Страница 5 из 7
Пишущие дневники – закоренелые эгоцентристы? Да, можно сказать, что существуют дневники одаренных эгоцентристов, вроде Марии Башкирцевой, и дневники людей, не чуждых сосредоточенности на себе, но пробивающих «носиком духа» скорлупку своей отдельности, чтобы выйти в широкий мир эстафеты духа. Таков как раз Пришвин с его удивительными по многогранности, искренности и глубине дневниками. Таков и Марсель с его «метафизическим дневником», дневником философской мысли, создававшимся в течение многих лет[15].
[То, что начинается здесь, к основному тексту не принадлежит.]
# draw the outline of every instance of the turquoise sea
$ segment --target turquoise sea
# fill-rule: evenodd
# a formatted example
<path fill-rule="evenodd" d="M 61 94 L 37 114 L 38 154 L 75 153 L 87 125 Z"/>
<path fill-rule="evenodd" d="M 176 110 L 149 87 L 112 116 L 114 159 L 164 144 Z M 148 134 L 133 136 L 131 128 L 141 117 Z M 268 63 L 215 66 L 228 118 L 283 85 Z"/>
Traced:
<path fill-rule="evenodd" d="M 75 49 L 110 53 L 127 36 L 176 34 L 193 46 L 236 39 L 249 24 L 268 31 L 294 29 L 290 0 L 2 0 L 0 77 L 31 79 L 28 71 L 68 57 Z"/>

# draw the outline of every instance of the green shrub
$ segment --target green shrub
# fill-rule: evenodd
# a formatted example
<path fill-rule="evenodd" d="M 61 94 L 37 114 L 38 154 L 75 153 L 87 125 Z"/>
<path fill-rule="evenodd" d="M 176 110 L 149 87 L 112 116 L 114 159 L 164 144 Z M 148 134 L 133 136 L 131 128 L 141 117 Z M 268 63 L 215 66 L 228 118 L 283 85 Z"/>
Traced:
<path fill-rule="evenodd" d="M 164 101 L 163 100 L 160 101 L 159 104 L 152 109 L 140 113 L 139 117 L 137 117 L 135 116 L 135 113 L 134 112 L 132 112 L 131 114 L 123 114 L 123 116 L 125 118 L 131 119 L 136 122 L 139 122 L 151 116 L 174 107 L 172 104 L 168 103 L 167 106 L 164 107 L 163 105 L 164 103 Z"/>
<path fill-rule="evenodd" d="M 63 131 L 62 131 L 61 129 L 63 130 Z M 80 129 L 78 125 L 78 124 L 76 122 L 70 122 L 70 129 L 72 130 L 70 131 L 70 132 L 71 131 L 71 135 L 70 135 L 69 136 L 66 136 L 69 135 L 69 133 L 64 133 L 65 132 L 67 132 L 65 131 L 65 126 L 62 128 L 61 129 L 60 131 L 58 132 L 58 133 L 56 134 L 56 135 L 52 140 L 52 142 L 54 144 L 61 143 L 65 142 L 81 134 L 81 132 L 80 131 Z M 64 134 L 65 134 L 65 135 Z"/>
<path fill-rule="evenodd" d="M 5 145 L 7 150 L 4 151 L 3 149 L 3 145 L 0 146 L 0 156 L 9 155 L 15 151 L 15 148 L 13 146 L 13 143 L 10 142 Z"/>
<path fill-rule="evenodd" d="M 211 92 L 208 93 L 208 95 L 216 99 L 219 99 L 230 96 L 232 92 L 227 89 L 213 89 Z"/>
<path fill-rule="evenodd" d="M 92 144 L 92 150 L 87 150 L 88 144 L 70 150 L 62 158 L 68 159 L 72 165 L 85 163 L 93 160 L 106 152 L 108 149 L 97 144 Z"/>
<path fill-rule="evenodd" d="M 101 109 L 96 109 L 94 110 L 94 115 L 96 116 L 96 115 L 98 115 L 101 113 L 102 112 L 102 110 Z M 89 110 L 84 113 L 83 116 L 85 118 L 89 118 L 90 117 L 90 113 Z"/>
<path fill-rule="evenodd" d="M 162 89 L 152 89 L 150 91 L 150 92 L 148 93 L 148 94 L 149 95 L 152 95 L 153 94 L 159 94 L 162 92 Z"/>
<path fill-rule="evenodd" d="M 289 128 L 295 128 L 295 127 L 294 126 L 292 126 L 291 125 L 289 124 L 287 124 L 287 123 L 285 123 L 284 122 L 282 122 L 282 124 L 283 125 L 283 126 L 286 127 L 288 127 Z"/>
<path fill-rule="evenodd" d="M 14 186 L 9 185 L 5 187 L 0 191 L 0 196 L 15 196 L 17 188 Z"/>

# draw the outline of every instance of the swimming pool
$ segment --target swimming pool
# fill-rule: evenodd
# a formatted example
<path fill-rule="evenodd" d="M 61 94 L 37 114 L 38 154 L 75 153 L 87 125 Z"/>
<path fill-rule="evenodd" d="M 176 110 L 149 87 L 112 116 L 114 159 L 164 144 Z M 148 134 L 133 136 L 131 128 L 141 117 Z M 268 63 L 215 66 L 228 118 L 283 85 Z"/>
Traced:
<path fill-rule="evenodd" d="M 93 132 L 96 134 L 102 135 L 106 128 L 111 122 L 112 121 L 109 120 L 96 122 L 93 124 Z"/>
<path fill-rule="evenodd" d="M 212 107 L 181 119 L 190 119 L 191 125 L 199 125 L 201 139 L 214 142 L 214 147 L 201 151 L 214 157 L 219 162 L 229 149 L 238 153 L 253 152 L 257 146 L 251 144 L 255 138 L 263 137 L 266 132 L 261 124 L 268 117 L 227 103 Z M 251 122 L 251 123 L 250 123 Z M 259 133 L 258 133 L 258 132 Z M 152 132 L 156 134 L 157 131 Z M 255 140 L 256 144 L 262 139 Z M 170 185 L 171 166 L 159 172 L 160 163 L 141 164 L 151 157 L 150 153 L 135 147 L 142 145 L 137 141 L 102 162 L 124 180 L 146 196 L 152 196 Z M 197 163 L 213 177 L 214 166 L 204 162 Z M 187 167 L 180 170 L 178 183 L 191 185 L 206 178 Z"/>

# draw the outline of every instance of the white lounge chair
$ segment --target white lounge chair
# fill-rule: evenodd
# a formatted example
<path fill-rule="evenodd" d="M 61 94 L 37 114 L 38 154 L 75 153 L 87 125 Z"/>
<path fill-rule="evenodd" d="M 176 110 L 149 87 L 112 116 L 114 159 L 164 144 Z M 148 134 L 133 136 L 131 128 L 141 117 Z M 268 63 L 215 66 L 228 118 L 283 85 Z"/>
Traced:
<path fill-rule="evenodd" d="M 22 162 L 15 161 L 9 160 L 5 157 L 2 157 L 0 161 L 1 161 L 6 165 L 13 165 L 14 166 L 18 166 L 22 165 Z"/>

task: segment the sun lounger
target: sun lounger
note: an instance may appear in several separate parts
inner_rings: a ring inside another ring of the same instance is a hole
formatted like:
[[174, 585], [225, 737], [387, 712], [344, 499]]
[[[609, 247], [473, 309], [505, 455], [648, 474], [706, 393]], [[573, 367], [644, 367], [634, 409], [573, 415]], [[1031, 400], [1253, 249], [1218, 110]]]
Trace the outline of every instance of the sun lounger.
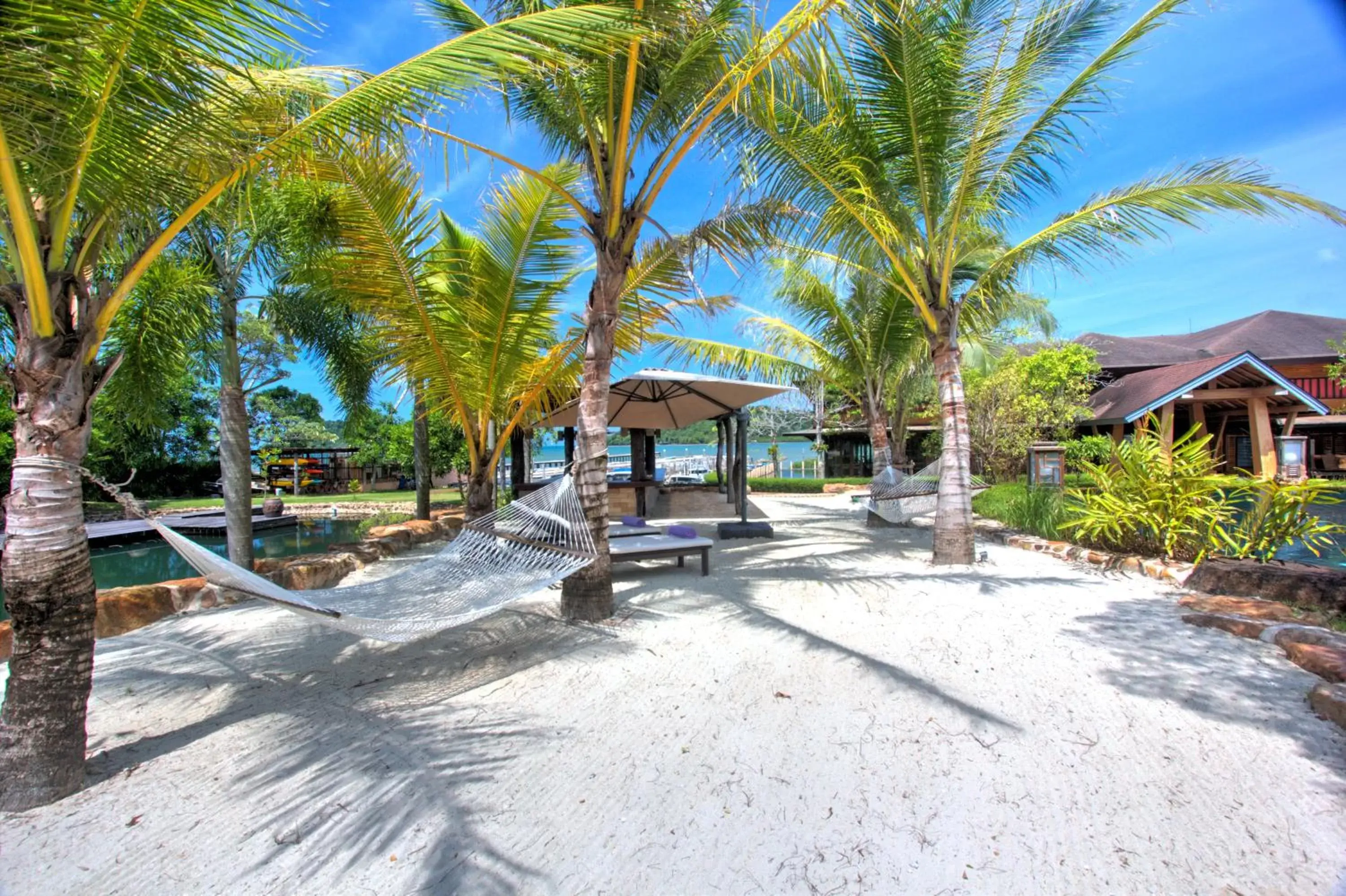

Пришвин не философ, а писатель. Даже не читавшие его знают это. Но значит ли это, что мысль его лишена философской значимости? Нет, не значит, если мы понимаем философскую мысль так, как она понималась Платоном в «Теэтете»: «Мышление это речь, – говорит Платон, – которую душа ведет сама с собой о том, что рассматривает. <…> Душа, когда она мыслит, просто разговаривает с собой, ставя себе вопросы и давая на них ответы»[16]. Цель своих дневников Пришвин видел в жизненно ценном самопознании: «Процесс писания таких дневников есть разговор с самим собой», задачей которого является рост сознания и выход с ним к людям[17]. Таким образом, дневники, подобные пришвинскому или толстовскому, никак не ограничиваются задачей описания своей жизни, своих впечатлений. Познавательно ориентированное внимание пишущего такие дневники фокусируется на вдумчивом собеседовании с собой и другими; в таких дневниках ставятся экзистенциальные проблемы, и делается попытка решить их и ответить на метафизическую обеспокоенность смыслом жизни. Поэтому такие дневники могут быть названы философскими. Философия, как говорит Павел Флоренский, это «присно-изумленный взор на жизнь»[18], а «неувядаемый цвет удивленности – сама организованная удивленность»[19]. В чем-чем, а в способности удивляться и в рождаемой удивлением «завязи» мыслящего углубления в вызвавшее его явление Пришвину никак не откажешь.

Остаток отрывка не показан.